Keyless Entry Shutdown Controller

**Sinorm** · 04-07-2004, 06:30 PM

My car has keyless entry, and I thought it would be cool if the computer would start as soon as I unlocked the car, and turn off after I locked the car again. This way, the computer should be completely booted up by the time I have the car started, and it won't turn off even if the car is off, as long as I am still in the car. (So yes, you will need a power supply that can survive a crank).

The circuit I have designed works in conjunction with the shutdown controller here: http://home.comcast.net/~danielsoh/shutdown.htm

My circuit will activate the shutdown controller (turning on the car) as soon as the doors unlock. After the car is turned on, you can unlock and lock the doors at will, the computer will not turn off while the car is on. When you turn the car off, the computer will stay on until the doors are locked. After locking the doors, the shutdown controller will wait a set amount of time before turning your computer off (so you can go in the store real fast without having to restart your computer).

THIS CIRCUIT IS UNTESTED!!!! It should work, but I have not actually tried it out yet.

Depending on how your car is setup, getting to the lock and unlock wires could be somewhat difficult, but due to my cars aftermarket alarm, it shouldn't be hard.

You should be able to find a smaller Hex Schmitt Inverter so that you don't have to waste 5 inverters (or, find a larger one and combine this circuit with the shutdown controller's inverter).

If anyone sees anything I have missed, or has any comments, please share.
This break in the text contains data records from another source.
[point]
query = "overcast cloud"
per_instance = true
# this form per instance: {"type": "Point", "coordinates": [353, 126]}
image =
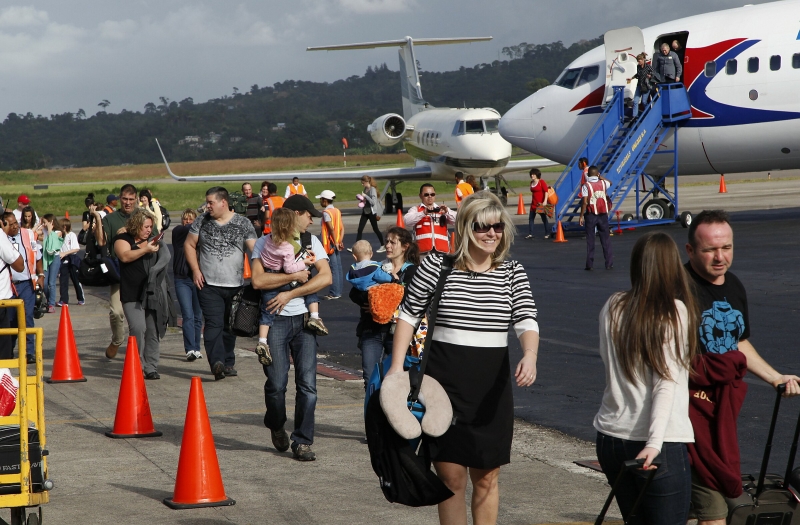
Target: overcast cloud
{"type": "Point", "coordinates": [58, 56]}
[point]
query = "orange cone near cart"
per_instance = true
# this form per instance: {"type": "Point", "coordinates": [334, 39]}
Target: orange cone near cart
{"type": "Point", "coordinates": [133, 417]}
{"type": "Point", "coordinates": [199, 481]}
{"type": "Point", "coordinates": [559, 233]}
{"type": "Point", "coordinates": [247, 273]}
{"type": "Point", "coordinates": [66, 363]}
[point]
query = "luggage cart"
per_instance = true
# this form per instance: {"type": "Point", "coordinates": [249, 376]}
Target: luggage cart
{"type": "Point", "coordinates": [29, 486]}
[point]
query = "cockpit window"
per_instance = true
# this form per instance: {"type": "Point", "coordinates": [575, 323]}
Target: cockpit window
{"type": "Point", "coordinates": [474, 126]}
{"type": "Point", "coordinates": [588, 74]}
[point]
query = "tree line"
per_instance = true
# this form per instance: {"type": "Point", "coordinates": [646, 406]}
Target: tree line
{"type": "Point", "coordinates": [314, 115]}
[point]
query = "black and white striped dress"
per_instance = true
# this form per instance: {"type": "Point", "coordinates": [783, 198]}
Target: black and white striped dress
{"type": "Point", "coordinates": [469, 355]}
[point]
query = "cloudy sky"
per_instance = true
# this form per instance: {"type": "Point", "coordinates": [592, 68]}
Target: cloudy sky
{"type": "Point", "coordinates": [58, 56]}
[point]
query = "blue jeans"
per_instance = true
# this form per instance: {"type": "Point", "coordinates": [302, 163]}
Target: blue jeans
{"type": "Point", "coordinates": [191, 313]}
{"type": "Point", "coordinates": [374, 346]}
{"type": "Point", "coordinates": [336, 269]}
{"type": "Point", "coordinates": [51, 279]}
{"type": "Point", "coordinates": [668, 495]}
{"type": "Point", "coordinates": [288, 337]}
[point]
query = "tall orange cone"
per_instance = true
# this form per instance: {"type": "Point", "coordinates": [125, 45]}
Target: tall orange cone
{"type": "Point", "coordinates": [133, 417]}
{"type": "Point", "coordinates": [247, 273]}
{"type": "Point", "coordinates": [66, 363]}
{"type": "Point", "coordinates": [199, 481]}
{"type": "Point", "coordinates": [559, 233]}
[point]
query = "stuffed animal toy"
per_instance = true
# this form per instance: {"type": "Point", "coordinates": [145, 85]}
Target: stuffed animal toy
{"type": "Point", "coordinates": [394, 402]}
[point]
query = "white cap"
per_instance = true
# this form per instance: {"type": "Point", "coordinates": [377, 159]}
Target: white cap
{"type": "Point", "coordinates": [326, 194]}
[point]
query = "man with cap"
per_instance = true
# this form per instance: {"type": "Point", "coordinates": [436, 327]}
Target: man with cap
{"type": "Point", "coordinates": [289, 336]}
{"type": "Point", "coordinates": [332, 240]}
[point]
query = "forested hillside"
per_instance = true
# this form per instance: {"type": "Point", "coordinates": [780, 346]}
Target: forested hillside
{"type": "Point", "coordinates": [292, 118]}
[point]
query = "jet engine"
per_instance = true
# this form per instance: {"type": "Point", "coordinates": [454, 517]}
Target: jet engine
{"type": "Point", "coordinates": [388, 129]}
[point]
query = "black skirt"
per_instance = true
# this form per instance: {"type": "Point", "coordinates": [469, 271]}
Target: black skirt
{"type": "Point", "coordinates": [478, 381]}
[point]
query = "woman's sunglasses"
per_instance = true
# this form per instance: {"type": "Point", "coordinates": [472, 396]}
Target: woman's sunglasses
{"type": "Point", "coordinates": [497, 227]}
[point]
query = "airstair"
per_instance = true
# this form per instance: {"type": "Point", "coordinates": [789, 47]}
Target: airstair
{"type": "Point", "coordinates": [622, 151]}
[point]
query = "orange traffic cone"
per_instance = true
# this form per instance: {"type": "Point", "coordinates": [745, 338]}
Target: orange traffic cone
{"type": "Point", "coordinates": [66, 363]}
{"type": "Point", "coordinates": [133, 417]}
{"type": "Point", "coordinates": [247, 273]}
{"type": "Point", "coordinates": [199, 481]}
{"type": "Point", "coordinates": [559, 233]}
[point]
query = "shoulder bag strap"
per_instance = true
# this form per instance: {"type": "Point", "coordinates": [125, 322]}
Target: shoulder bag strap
{"type": "Point", "coordinates": [416, 373]}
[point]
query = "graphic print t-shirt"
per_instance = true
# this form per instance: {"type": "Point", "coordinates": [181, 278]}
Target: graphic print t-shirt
{"type": "Point", "coordinates": [724, 319]}
{"type": "Point", "coordinates": [221, 248]}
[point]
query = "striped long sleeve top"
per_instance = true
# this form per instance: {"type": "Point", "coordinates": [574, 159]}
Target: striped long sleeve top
{"type": "Point", "coordinates": [476, 309]}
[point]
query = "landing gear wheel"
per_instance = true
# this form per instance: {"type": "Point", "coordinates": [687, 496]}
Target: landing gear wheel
{"type": "Point", "coordinates": [655, 209]}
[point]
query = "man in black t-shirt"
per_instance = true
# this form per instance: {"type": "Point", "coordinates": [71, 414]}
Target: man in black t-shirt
{"type": "Point", "coordinates": [724, 327]}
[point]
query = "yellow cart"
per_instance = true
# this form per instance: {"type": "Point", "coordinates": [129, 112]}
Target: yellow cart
{"type": "Point", "coordinates": [27, 488]}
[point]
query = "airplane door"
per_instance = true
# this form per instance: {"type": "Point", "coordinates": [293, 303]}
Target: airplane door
{"type": "Point", "coordinates": [622, 46]}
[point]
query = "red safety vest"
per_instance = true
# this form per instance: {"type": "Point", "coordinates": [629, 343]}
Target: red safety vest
{"type": "Point", "coordinates": [430, 234]}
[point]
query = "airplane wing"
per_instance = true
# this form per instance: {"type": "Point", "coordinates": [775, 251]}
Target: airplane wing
{"type": "Point", "coordinates": [416, 172]}
{"type": "Point", "coordinates": [525, 165]}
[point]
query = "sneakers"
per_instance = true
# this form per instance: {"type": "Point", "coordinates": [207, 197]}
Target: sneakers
{"type": "Point", "coordinates": [264, 357]}
{"type": "Point", "coordinates": [316, 326]}
{"type": "Point", "coordinates": [111, 351]}
{"type": "Point", "coordinates": [303, 453]}
{"type": "Point", "coordinates": [280, 440]}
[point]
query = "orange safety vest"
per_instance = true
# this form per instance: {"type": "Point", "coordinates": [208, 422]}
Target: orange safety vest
{"type": "Point", "coordinates": [430, 234]}
{"type": "Point", "coordinates": [328, 242]}
{"type": "Point", "coordinates": [466, 190]}
{"type": "Point", "coordinates": [273, 203]}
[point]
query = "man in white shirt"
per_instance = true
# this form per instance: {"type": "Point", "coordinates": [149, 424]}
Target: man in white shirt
{"type": "Point", "coordinates": [10, 259]}
{"type": "Point", "coordinates": [29, 279]}
{"type": "Point", "coordinates": [288, 335]}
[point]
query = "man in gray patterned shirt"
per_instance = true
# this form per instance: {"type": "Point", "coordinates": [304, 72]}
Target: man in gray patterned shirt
{"type": "Point", "coordinates": [215, 249]}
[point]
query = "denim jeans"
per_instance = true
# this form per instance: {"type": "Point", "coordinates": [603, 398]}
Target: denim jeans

Thanks.

EDIT: see below for revised version.

**Ricky327** · 04-07-2004, 08:04 PM

Ok heres what I can see wrong...but maybe you can explain why you did it that way.
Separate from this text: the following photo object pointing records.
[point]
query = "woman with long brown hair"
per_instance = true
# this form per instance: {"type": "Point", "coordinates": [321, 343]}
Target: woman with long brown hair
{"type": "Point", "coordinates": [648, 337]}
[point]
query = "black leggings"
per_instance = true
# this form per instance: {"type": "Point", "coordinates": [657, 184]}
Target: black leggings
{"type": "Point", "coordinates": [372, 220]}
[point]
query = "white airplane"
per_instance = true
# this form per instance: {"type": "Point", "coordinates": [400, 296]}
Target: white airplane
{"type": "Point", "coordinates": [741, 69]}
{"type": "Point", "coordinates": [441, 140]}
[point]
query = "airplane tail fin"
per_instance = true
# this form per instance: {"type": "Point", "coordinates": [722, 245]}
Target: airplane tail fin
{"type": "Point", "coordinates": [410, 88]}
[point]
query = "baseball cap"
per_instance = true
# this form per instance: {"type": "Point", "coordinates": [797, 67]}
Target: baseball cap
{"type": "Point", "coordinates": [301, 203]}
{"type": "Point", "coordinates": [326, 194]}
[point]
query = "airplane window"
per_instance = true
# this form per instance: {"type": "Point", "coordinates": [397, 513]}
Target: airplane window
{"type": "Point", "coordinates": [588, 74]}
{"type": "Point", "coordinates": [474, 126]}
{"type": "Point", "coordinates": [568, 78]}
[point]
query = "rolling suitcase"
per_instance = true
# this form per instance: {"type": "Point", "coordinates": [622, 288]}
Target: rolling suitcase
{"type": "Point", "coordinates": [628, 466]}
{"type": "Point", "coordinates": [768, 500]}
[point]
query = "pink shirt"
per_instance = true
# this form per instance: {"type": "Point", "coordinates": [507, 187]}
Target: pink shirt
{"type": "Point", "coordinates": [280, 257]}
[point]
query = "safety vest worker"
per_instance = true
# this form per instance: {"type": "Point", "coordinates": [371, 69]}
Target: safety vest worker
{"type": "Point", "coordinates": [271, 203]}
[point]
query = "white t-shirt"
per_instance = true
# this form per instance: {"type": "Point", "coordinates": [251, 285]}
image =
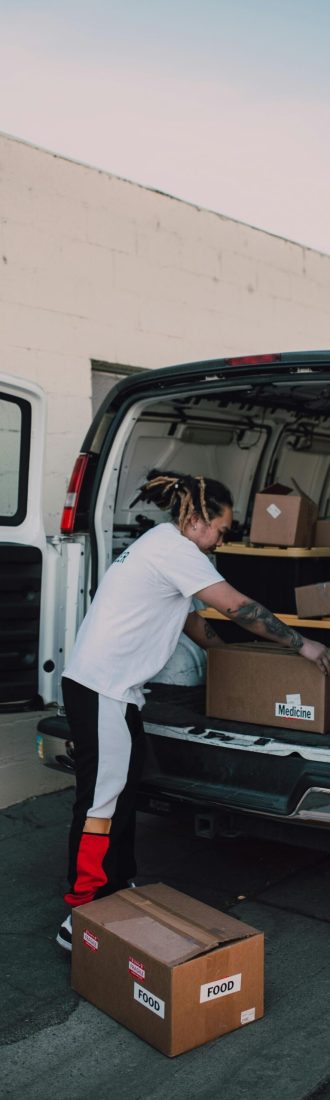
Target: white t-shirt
{"type": "Point", "coordinates": [139, 611]}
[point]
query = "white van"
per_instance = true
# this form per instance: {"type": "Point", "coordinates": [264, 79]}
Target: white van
{"type": "Point", "coordinates": [246, 421]}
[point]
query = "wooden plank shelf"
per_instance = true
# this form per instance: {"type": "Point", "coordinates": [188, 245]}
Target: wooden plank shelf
{"type": "Point", "coordinates": [288, 619]}
{"type": "Point", "coordinates": [242, 548]}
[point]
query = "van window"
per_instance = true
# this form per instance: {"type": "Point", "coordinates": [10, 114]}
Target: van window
{"type": "Point", "coordinates": [14, 452]}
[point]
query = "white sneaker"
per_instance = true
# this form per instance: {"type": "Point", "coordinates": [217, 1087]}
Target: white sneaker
{"type": "Point", "coordinates": [65, 935]}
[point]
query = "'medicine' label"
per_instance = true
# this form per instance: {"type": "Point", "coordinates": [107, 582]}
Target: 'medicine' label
{"type": "Point", "coordinates": [149, 1000]}
{"type": "Point", "coordinates": [248, 1016]}
{"type": "Point", "coordinates": [273, 510]}
{"type": "Point", "coordinates": [136, 968]}
{"type": "Point", "coordinates": [292, 711]}
{"type": "Point", "coordinates": [90, 939]}
{"type": "Point", "coordinates": [220, 988]}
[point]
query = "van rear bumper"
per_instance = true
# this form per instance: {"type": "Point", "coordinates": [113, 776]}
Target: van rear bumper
{"type": "Point", "coordinates": [183, 773]}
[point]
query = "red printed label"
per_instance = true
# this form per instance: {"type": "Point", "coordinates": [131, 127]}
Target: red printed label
{"type": "Point", "coordinates": [136, 968]}
{"type": "Point", "coordinates": [90, 939]}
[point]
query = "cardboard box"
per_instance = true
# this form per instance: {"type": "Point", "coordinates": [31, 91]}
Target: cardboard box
{"type": "Point", "coordinates": [282, 517]}
{"type": "Point", "coordinates": [312, 601]}
{"type": "Point", "coordinates": [175, 971]}
{"type": "Point", "coordinates": [267, 685]}
{"type": "Point", "coordinates": [321, 535]}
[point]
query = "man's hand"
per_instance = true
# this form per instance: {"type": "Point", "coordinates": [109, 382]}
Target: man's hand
{"type": "Point", "coordinates": [315, 651]}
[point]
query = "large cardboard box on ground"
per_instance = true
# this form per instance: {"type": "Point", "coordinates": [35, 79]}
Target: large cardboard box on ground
{"type": "Point", "coordinates": [312, 601]}
{"type": "Point", "coordinates": [282, 517]}
{"type": "Point", "coordinates": [174, 970]}
{"type": "Point", "coordinates": [266, 685]}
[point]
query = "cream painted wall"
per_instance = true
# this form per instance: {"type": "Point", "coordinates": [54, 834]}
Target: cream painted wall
{"type": "Point", "coordinates": [98, 267]}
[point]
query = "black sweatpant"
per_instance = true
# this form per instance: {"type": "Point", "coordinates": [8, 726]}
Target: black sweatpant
{"type": "Point", "coordinates": [99, 865]}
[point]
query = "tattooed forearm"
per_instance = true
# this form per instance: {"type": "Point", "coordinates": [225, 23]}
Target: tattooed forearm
{"type": "Point", "coordinates": [208, 629]}
{"type": "Point", "coordinates": [257, 619]}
The shutdown controller circuit already have a pontential divider (3K, 1K) at its VACC input, this accept 12V and reduce it to a level that the logic circuit can take.
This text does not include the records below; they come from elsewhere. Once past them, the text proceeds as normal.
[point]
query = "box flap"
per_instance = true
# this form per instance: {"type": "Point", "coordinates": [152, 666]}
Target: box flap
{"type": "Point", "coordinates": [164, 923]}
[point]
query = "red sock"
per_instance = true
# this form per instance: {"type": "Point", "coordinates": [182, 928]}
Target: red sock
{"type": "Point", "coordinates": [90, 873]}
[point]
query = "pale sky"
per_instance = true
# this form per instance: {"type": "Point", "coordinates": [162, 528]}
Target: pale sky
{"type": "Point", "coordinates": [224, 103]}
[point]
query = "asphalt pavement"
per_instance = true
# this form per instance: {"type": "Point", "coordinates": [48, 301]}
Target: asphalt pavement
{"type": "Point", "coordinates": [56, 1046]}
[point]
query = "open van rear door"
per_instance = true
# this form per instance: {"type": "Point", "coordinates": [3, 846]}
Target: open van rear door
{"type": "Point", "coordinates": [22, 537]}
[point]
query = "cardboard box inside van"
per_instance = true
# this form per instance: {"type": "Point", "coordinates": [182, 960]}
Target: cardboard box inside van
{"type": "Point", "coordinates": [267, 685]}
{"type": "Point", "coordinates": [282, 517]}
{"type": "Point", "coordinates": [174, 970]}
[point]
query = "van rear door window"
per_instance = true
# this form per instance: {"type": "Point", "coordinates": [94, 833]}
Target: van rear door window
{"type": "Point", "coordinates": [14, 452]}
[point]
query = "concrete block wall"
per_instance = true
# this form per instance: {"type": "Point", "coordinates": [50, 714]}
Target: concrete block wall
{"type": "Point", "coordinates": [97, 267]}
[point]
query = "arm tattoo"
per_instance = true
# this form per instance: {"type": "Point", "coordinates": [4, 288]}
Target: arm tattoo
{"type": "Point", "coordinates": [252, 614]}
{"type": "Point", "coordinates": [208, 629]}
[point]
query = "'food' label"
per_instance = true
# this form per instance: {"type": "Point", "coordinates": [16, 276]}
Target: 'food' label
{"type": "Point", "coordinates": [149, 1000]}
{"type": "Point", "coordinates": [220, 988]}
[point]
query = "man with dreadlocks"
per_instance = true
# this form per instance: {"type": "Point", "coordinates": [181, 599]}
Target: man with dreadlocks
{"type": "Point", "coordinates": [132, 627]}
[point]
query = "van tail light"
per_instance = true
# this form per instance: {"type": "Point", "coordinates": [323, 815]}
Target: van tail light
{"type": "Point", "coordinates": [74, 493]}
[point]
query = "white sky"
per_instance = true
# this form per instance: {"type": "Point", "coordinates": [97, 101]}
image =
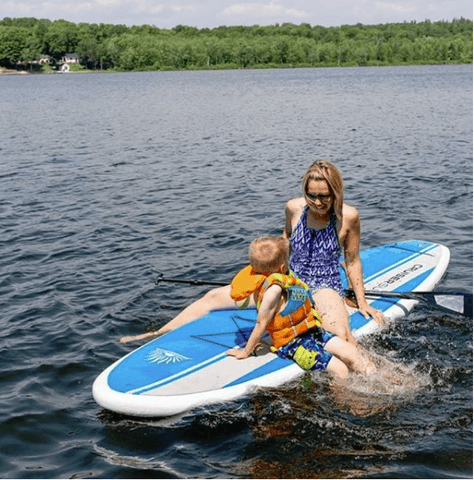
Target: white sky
{"type": "Point", "coordinates": [213, 13]}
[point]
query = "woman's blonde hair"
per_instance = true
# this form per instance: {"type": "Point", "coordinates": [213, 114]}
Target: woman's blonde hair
{"type": "Point", "coordinates": [324, 170]}
{"type": "Point", "coordinates": [268, 254]}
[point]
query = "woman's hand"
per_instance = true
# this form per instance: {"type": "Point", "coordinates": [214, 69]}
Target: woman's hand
{"type": "Point", "coordinates": [367, 311]}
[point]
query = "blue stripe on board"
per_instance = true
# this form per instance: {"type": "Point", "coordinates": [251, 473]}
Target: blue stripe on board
{"type": "Point", "coordinates": [358, 320]}
{"type": "Point", "coordinates": [273, 365]}
{"type": "Point", "coordinates": [173, 378]}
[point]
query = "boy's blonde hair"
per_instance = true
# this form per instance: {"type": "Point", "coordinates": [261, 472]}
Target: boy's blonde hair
{"type": "Point", "coordinates": [268, 254]}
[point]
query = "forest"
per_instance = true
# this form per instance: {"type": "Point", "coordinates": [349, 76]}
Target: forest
{"type": "Point", "coordinates": [141, 48]}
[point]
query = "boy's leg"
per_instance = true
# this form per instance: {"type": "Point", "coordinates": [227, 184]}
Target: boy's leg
{"type": "Point", "coordinates": [337, 368]}
{"type": "Point", "coordinates": [351, 355]}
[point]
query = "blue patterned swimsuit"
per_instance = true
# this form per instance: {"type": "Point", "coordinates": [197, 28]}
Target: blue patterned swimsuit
{"type": "Point", "coordinates": [315, 255]}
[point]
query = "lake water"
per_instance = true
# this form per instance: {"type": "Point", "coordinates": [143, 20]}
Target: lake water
{"type": "Point", "coordinates": [109, 179]}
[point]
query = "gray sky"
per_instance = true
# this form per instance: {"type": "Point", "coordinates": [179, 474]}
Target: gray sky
{"type": "Point", "coordinates": [212, 13]}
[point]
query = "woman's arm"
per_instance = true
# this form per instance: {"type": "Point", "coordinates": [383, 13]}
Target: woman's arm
{"type": "Point", "coordinates": [353, 264]}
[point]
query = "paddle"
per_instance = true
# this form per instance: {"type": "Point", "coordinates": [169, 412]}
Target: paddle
{"type": "Point", "coordinates": [160, 278]}
{"type": "Point", "coordinates": [457, 303]}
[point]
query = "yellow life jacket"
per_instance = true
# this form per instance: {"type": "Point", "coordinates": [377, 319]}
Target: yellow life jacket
{"type": "Point", "coordinates": [296, 318]}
On your diagram you are again reducing the VACC voltage down by the (100K, 47k with another 47K). By the time the shutdown controller receive the original VACC its gonna be too low to trigger it.

You are using 2x47K in parallel...no need unless you really want this resistor value.

Im not too sure why you are directly feeding back the output of the gate back to the other one. Your circuit input and output seems to be clashing.

**Sinorm** · 04-07-2004, 08:30 PM

You are correct about the voltage into the shutdown controller. I had forgotten about that aspect. The 47k resistor is there for the comparison between the unlock wire and the chip. The 100k resistor shouldn't have been there originally though (but is now needed because of a change I mention below). There is a problem though, because the chip only outputs 5v instead of 12v.

The resistors on the shutdown controller will need to be changed from 3k and 1k to 1k and 1M respectivly. That will allow plenty of voltage to be dropped to trigger the chip. Due to the change in the resistors on the shutdown controller, I will keep the 100k resistor on Vacc (although it was incorrect in the 1st revision) to bring the voltage down to 5v.

I forgot the mention the other flaw you pointed out in my original post. While there appears to be a wire shorting out the 2 outputs on the chip, notice there is not a square there. In the real implementation, you would need to use a wire or something along those lines to pass over the other connection without touching it. I just found a better way to draw that part of the schematic, and have changed it on the revised version.